O CES, que aponta "sérias dificuldades" em conhecer as despesas reais com a dependência em Espanha, propõe um sistema comum de informação e de chamadas para melhorar as bases de dados e para articular mecanismos permanentes de avaliação da qualidade, eficiência e equidade. A agência apela a que seja tida em conta a perspectiva do género, dado que 65% dos beneficiários da lei são mulheres e mais de 85% dos que trabalham no sector são também mulheres. E insiste que "a qualidade dos benefícios do sistema é inseparável da qualidade do emprego" e que isto "deixa muito a desejar". Um dos pontos do plano de choque é precisamente a melhoria das condições no setor.

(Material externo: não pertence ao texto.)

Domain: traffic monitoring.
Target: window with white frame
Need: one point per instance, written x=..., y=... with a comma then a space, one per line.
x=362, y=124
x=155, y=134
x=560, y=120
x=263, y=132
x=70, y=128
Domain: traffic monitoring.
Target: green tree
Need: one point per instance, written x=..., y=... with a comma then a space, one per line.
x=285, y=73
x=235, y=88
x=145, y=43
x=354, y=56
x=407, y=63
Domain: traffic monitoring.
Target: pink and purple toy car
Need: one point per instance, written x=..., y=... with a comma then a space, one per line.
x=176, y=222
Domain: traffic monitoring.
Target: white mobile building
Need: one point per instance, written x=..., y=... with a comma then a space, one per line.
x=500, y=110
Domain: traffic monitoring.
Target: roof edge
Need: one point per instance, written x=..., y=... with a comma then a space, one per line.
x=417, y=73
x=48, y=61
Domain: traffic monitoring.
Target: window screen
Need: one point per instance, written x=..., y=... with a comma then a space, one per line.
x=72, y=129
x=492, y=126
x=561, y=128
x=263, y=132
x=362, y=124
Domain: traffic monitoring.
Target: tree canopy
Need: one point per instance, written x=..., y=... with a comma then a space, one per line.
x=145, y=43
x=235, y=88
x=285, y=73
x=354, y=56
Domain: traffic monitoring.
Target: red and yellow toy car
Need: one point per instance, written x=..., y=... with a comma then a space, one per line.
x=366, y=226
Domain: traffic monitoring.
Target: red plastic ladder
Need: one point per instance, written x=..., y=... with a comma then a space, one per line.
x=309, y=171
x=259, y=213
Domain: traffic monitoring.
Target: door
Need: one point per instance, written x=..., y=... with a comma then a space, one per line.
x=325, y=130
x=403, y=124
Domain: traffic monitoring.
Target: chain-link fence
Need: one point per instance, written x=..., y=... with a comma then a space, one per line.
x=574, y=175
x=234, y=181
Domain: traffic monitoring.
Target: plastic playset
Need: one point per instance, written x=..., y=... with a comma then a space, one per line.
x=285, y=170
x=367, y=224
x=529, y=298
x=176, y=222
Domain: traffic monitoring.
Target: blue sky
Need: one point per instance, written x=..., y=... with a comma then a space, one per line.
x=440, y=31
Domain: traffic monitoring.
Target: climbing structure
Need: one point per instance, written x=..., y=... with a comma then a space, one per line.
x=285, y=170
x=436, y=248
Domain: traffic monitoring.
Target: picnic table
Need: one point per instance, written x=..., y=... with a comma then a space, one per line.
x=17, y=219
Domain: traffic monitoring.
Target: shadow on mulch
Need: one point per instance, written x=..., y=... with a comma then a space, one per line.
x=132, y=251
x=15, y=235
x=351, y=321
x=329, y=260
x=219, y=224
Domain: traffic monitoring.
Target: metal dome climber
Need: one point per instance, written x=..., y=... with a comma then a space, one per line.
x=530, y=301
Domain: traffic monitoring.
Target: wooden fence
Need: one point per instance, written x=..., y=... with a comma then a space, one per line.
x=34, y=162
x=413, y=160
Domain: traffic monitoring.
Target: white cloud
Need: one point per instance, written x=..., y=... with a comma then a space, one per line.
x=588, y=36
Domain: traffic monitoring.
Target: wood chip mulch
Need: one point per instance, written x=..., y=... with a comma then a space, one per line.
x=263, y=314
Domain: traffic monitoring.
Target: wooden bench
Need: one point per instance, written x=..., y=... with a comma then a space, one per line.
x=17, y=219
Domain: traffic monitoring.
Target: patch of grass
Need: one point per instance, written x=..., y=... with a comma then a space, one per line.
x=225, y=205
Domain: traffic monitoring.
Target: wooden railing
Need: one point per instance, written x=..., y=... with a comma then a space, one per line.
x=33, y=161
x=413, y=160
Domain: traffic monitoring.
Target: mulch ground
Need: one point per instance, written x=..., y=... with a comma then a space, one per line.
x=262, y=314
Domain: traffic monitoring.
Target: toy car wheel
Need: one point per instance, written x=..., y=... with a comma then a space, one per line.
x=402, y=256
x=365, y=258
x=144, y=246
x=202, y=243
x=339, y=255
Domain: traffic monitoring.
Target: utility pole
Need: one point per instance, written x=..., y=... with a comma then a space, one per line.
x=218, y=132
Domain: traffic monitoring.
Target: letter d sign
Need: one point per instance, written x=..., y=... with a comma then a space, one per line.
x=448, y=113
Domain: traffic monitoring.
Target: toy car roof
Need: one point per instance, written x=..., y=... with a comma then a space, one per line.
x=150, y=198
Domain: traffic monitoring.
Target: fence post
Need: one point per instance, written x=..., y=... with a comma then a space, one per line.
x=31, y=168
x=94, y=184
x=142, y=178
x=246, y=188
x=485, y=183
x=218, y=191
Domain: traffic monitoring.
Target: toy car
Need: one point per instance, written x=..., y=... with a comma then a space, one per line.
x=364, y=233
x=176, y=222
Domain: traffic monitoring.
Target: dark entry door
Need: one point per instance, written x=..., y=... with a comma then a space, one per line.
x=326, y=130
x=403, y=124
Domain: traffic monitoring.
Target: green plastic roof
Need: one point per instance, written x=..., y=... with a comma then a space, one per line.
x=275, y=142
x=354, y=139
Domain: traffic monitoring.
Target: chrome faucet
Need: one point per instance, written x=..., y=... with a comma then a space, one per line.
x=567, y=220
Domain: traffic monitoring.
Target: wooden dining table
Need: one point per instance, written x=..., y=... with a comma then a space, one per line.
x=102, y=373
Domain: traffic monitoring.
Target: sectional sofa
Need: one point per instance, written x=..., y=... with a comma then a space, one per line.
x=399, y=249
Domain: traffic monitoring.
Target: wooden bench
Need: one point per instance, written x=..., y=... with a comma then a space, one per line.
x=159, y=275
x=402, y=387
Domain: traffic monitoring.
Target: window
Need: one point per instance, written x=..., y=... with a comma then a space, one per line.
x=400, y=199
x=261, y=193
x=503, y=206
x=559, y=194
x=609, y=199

O documento também apela a uma análise do "impacto significativo na saúde e na deterioração da autonomia pessoal" da solidão indesejada nas pessoas que permanecem nas suas casas e deixaram de receber serviços, por exemplo, após o encerramento dos centros de dia. Solicita-se a revisão das incompatibilidades entre benefícios, desenvolvimento futuro da ajuda doméstica e teleassistência avançada, e insiste que os serviços devem ter prioridade sobre os benefícios económicos, que apesar da lei contemplada como excepcional não o são.